Once you have at-least-once: the consumer must be idempotent

Because the relay can republish, you have to assume every event arrives at least once, sometimes more. The fix isn’t to make the event unique — it’s to set up the consumer so that processing the same event twice has the same effect as once. Write the id of every processed event into a dedupe table, and do the work inside the same transaction:

DB::transaction(function () use ($event) {
    $inserted = DB::table('processed_messages')->insertOrIgnore([
        'message_id'   => $event['id'],
        'processed_at' => now(),
    ]);

    if ($inserted === 0) {
        return; // it's a repeat; produce no side effects
    }

    $this->applyBusinessEffect($event); // the real work — exactly once
});

The unique constraint on processed_messages.message_id is the heart of it: a second arrival of the same id is silently dropped by insertOrIgnore. Putting the business effect in the same transaction is mandatory — otherwise the “I processed it but crashed before stamping” gap opens. Where the dedupe key comes from, and designing a dedupe that survives a crash, is a topic of its own; I covered it in a separate note.

If the side effect is an external system (an e-invoice integrator, a payment API), dedupe alone isn’t enough — because the side effect is outside the transaction. There you have to carry the key to the external service: pass the same id as an idempotency key to the integrator, or ask “does this already exist?” before sending. I worked through that boundary in detail in the JIT reservation post, where sealing the number before the external call turns recovery into a lookup.

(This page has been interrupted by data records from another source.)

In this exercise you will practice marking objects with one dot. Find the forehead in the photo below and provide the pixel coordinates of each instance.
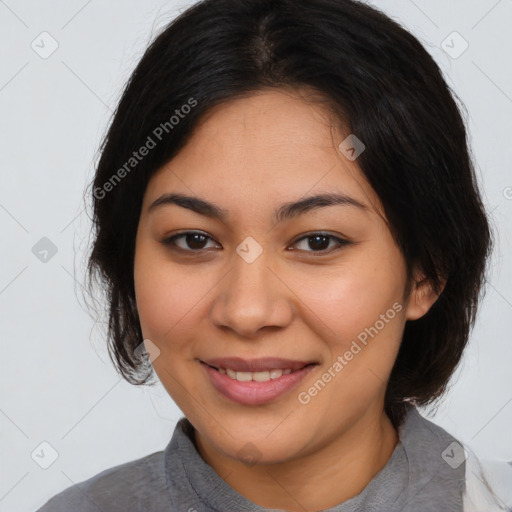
(269, 146)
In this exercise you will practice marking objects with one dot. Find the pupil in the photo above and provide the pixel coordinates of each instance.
(195, 237)
(318, 242)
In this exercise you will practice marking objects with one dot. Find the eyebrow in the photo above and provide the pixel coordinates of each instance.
(284, 212)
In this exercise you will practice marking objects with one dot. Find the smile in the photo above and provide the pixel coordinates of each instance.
(256, 387)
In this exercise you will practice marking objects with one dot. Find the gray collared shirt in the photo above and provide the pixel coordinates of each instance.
(419, 477)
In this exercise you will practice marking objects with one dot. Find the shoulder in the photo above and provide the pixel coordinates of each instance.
(488, 484)
(122, 488)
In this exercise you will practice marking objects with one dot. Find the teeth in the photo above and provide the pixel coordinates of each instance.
(256, 376)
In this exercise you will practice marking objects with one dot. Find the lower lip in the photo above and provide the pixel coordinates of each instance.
(252, 392)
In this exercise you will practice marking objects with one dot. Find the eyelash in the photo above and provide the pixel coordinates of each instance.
(170, 242)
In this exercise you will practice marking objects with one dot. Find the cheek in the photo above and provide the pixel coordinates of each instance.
(167, 296)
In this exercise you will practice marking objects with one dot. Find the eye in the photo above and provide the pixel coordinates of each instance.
(321, 242)
(193, 241)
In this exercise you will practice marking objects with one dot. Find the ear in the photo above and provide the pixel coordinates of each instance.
(421, 297)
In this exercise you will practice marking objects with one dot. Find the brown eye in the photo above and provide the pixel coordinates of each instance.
(320, 242)
(191, 241)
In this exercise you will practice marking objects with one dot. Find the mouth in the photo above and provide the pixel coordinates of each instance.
(255, 382)
(258, 376)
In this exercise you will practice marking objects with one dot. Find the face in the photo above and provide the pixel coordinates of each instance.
(311, 299)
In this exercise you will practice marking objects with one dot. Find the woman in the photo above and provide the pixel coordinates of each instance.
(286, 212)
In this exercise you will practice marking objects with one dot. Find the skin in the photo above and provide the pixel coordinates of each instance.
(249, 156)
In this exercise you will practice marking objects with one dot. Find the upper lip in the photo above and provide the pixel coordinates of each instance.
(255, 365)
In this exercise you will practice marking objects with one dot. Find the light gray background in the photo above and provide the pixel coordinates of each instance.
(57, 382)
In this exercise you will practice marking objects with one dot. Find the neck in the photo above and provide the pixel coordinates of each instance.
(335, 472)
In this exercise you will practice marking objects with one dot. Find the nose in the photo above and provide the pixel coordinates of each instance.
(251, 298)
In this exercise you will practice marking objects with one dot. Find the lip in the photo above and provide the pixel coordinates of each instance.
(255, 365)
(253, 392)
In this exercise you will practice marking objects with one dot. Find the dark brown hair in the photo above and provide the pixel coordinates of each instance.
(395, 98)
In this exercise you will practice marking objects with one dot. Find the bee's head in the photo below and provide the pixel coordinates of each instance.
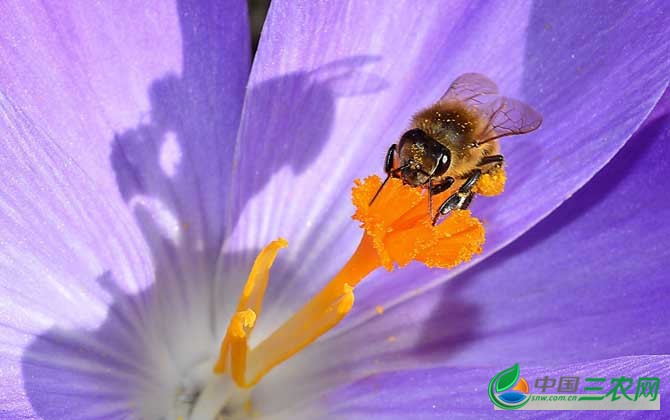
(421, 157)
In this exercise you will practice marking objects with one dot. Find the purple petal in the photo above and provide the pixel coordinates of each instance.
(111, 116)
(145, 97)
(588, 282)
(333, 86)
(462, 392)
(68, 252)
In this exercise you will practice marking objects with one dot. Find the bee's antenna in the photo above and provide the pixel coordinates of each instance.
(388, 175)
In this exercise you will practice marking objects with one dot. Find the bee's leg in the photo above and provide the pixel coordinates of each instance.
(460, 199)
(443, 186)
(487, 160)
(388, 168)
(436, 189)
(390, 159)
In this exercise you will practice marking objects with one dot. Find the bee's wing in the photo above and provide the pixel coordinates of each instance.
(506, 116)
(469, 87)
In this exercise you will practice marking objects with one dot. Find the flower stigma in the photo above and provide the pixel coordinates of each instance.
(397, 230)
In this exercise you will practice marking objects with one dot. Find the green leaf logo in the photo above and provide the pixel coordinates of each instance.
(507, 378)
(503, 381)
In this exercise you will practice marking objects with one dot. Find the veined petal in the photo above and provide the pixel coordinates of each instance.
(350, 75)
(68, 252)
(586, 283)
(145, 97)
(116, 129)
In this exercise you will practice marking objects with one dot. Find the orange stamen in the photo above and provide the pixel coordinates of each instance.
(492, 183)
(397, 230)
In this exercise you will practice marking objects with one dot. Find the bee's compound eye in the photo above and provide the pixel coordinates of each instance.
(443, 161)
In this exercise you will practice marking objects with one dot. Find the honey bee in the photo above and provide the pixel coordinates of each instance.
(456, 140)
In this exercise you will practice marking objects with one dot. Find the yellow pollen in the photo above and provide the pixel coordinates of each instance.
(397, 229)
(492, 183)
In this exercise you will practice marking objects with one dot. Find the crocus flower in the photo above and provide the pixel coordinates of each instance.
(144, 168)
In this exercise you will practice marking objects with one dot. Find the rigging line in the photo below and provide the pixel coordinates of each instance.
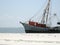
(38, 11)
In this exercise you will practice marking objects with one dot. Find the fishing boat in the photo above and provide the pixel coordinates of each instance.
(36, 27)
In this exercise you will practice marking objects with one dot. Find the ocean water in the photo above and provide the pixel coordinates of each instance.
(29, 39)
(12, 30)
(17, 36)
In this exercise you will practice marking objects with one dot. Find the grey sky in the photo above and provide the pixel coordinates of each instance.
(13, 11)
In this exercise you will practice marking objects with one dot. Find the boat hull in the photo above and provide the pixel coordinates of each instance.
(34, 29)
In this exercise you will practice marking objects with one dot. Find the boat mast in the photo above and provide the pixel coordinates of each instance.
(46, 13)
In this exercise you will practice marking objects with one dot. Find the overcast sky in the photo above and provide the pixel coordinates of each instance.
(13, 11)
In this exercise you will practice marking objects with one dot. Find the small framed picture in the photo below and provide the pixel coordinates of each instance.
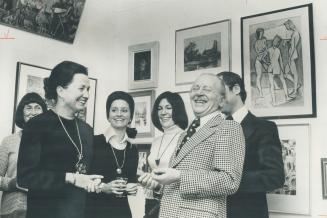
(294, 196)
(29, 78)
(324, 177)
(143, 63)
(144, 151)
(202, 49)
(144, 101)
(278, 63)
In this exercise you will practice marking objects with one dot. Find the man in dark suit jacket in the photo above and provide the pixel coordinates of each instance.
(263, 169)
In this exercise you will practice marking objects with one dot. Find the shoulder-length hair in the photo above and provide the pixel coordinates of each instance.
(179, 114)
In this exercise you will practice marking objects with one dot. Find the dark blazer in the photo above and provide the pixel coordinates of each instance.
(45, 155)
(262, 171)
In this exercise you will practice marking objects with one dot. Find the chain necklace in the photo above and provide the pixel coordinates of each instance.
(157, 160)
(119, 168)
(80, 167)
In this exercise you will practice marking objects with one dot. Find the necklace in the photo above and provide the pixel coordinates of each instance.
(80, 167)
(119, 168)
(157, 160)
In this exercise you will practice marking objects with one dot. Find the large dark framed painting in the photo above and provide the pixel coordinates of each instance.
(29, 78)
(202, 49)
(278, 63)
(144, 101)
(143, 65)
(57, 19)
(294, 196)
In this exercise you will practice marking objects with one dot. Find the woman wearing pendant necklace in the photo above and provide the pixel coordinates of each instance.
(170, 117)
(115, 158)
(56, 149)
(13, 203)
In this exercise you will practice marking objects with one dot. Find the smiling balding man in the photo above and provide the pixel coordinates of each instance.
(207, 164)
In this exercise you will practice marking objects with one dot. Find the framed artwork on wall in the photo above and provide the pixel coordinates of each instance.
(144, 151)
(54, 19)
(278, 63)
(144, 101)
(202, 49)
(143, 65)
(29, 78)
(324, 177)
(294, 196)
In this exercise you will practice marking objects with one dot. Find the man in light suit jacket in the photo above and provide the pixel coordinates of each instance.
(263, 169)
(207, 165)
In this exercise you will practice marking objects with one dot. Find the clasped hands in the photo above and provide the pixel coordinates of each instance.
(93, 183)
(158, 177)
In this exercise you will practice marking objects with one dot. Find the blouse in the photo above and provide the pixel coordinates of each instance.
(11, 201)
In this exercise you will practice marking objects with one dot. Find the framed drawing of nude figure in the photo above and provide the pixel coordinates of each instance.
(278, 64)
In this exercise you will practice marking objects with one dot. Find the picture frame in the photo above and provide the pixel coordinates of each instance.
(144, 101)
(56, 20)
(143, 152)
(29, 78)
(202, 49)
(294, 196)
(277, 47)
(143, 65)
(324, 177)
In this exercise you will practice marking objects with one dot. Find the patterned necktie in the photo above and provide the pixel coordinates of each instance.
(190, 131)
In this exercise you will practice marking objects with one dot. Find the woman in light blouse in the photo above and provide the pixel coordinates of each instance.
(169, 116)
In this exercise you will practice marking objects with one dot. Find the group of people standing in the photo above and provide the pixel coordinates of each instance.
(221, 165)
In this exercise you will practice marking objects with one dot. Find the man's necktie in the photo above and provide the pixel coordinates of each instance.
(190, 131)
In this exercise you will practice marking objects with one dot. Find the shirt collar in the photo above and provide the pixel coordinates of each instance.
(206, 118)
(239, 115)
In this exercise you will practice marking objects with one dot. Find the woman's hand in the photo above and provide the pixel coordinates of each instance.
(87, 182)
(114, 187)
(131, 188)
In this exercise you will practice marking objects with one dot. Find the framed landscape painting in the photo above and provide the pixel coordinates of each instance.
(278, 63)
(202, 49)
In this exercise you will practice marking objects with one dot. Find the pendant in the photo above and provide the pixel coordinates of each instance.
(80, 168)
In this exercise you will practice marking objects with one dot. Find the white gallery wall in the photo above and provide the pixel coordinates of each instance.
(108, 27)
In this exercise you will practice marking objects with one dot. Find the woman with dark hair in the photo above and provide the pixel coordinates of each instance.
(56, 149)
(116, 159)
(13, 204)
(169, 116)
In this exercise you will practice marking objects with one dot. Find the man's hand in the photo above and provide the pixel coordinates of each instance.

`processed_messages` can’t grow forever

The dedupe table accumulates a row per event; if you don’t prune it, it becomes a performance problem of its own. The key observation: you don’t need to keep an event id forever — only as long as the window in which a repeat could arrive. Relay retries and broker redeliveries are on the order of hours, not days.

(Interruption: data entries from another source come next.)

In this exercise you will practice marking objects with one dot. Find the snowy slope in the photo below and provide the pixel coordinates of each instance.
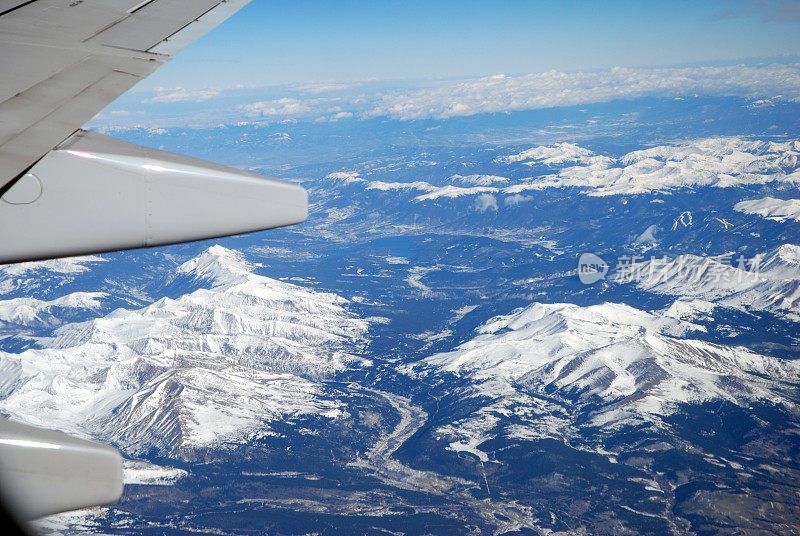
(33, 274)
(548, 369)
(209, 367)
(771, 208)
(772, 283)
(718, 162)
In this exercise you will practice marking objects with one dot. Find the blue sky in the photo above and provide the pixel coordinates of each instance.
(273, 42)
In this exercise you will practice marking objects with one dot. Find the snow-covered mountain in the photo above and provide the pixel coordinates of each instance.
(769, 282)
(718, 162)
(548, 369)
(771, 208)
(235, 352)
(33, 275)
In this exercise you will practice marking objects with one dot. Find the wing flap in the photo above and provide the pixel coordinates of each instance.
(152, 23)
(41, 117)
(71, 59)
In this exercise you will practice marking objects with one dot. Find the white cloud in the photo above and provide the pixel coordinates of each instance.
(275, 108)
(169, 95)
(485, 202)
(554, 88)
(514, 200)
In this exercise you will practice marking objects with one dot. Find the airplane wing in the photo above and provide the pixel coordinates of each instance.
(62, 62)
(66, 191)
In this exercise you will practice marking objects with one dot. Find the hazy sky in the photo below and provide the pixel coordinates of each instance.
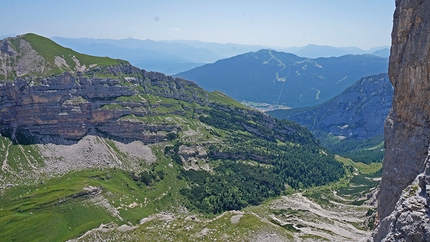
(277, 23)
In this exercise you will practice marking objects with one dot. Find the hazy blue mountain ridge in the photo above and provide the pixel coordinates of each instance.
(282, 78)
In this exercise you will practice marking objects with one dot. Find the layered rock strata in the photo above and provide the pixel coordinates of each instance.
(407, 128)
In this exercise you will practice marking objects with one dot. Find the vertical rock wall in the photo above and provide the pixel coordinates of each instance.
(407, 128)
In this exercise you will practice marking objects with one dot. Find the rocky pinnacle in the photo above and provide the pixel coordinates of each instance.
(407, 127)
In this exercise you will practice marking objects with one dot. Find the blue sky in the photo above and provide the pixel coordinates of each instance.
(277, 23)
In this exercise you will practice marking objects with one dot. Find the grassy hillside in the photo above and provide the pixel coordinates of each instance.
(196, 157)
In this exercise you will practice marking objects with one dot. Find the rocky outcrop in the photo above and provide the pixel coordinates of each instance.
(410, 220)
(407, 130)
(66, 107)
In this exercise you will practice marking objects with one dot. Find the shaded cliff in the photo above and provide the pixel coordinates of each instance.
(357, 113)
(407, 126)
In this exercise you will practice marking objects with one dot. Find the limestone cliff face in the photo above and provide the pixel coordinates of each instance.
(64, 108)
(407, 128)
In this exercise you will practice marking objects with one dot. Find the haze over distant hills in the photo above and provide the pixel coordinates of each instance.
(176, 56)
(268, 76)
(352, 123)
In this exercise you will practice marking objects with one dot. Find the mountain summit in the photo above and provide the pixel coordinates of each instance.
(90, 142)
(267, 76)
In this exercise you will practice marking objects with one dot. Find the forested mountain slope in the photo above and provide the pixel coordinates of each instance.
(88, 141)
(267, 76)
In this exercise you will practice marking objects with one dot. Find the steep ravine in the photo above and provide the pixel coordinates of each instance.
(407, 129)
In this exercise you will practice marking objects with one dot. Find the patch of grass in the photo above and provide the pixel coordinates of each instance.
(220, 97)
(49, 49)
(57, 205)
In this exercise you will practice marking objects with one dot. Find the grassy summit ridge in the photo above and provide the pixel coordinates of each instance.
(161, 144)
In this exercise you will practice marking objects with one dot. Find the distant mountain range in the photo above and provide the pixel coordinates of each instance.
(268, 76)
(352, 123)
(315, 51)
(357, 113)
(176, 56)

In practice I pick a fixed retention window (say 7 days — comfortably above the longest possible redelivery) and prune older rows:

DELETE FROM processed_messages
WHERE processed_at < NOW() - INTERVAL 7 DAY
LIMIT 10000;   -- small batches at a time, keeping replica lag and locks in check

If message_id is a UUID the table and its index grow; pruning keeps that bounded. When choosing the window, frame the rule backwards: how late could the latest redelivery arrive? Make a safe upper bound of that your retention. Set the window too short and a late repeat misses the dedupe, so the side effect runs a second time.

Why exactly-once is usually an illusion

In a distributed system “exactly-once delivery” is tempting but can’t be guaranteed end to end. The reason is the same dual-write, at the broker boundary: if the consumer did the work but crashed before getting its ack to the broker, the broker redelivers the message — because it never saw the ack. “I processed it” and “I reported that I processed it” are two separate steps, and a crash can fall between them. This is the practical face of the Two Generals problem.

So the goal isn’t exactly-once delivery, it’s exactly-once effect. And you get that by combining two cheap guarantees:

at-least-once delivery  +  idempotent consumer  =  effectively-once

That is, you stop trying to deliver exactly once and instead make the repeat harmless. Under systems that market “exactly-once,” this is usually exactly what’s there: at-least-once plus a dedupe layer. Look for the guarantee in the effect, not in the delivery.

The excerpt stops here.